Let’s Reject Division and Use Our Collective Power

An International RC conference for middle-class leaders took place in Toronto, Ontario, Canada, in June 2016. It was led by Seán Ruth, the International Liberation Reference Person for Middle-Class People and organised by Karen Wishart. Its aim was to build a group of organised international middle-class leaders, from all constituencies, committed to working together to end class oppression.

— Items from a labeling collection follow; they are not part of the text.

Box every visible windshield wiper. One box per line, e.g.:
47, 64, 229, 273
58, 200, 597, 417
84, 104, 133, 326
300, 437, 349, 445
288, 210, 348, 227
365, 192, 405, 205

Up to now the leaders of middle-class liberation in RC have been largely white, Gentile, female (although our leader, Seán, is male), middle aged or elders, raised middle class, and from the countries of the economic North. However, we’ve been in good contact with and working with leaders in other constituencies, and they have been challenging our limitations. The diversity of the middle-class leadership has been increasing over the last two years, and we have come to recognise that our long-term aims can only be achieved if the following conditions are met:

  • If we understand how sexism and male domination, and women’s subordination and unpaid work, are key parts of the class system, and how they are held in place by men’s oppression and Gay oppression.
  • If middle-class leaders back raised-poor and working-class leaders—as an organised group of middle-class people, not only as individuals. This includes figuring out our role in taking RC to people involved in the direct production of goods and services. (It does not mean giving up our own thinking.)
  • If the liberation of Indigenous people and people targeted by racism is put central in the work. Genocide and racism have been used to set up the global class system, and it still depends on them. Unless we back the leadership of these two groups, “assimilate or be excluded” will remain the default position.
  • If we recognise how anti-Jewish oppression is used to keep class oppression in place and, in particular, how the scapegoating of Jews is used to protect other middle agents from being targeted. Only determined unity with Jews will allow Jewish leaders to take their place safely and be fully included in middle-class liberation work.
  • If we welcome the leadership of young people and young adults, who are strongly targeted by middle-class oppression and whose vision is key to a non-oppressive future.

Recognising the above affected how we organised and worked at the conference. We also asked ourselves the following questions:

  • In the context of wide world change, what sort of organisation is RC? What do we need to do to make RC as powerful as it can be? What roles can it play in the context of world change and the trends we have identified?
  • What has middle-class liberation work within RC achieved so far? What have we got right? Where are the gaps? What aspects or issues should we be prioritising? What do we need to do in the coming period to help RC maximise its capabilities? In what ways can we back Dan Nickerson’s initiative to end class oppression* (personally and collectively)?

We know that middle-class oppression robs us of some of our humanness and pushes us into the oppressor role. In JeeYeun Lee’s words, “We have been made to become disconnected from ourselves and from others, with the result that we often don’t know who we are, what we want, or how to connect with others.” We came together in a precious way at the conference, but the connection we achieved is still only a small part of what we were conceived expecting. Let’s continue to reject division, so that we can use our collective power. This is also the biggest possible contradiction to old discouragement.

Caroline New

Bristol, England

Reprinted from the RC e-mail discussion list for leaders of middle-class people

(Present Time 186, January 2017)


* See “A New Initiative on Ending Classism,” by Dan Nickerson, the International Liberation Reference Person for Working-Class People, on pages 8 to 9 of the July 2014 Present Time.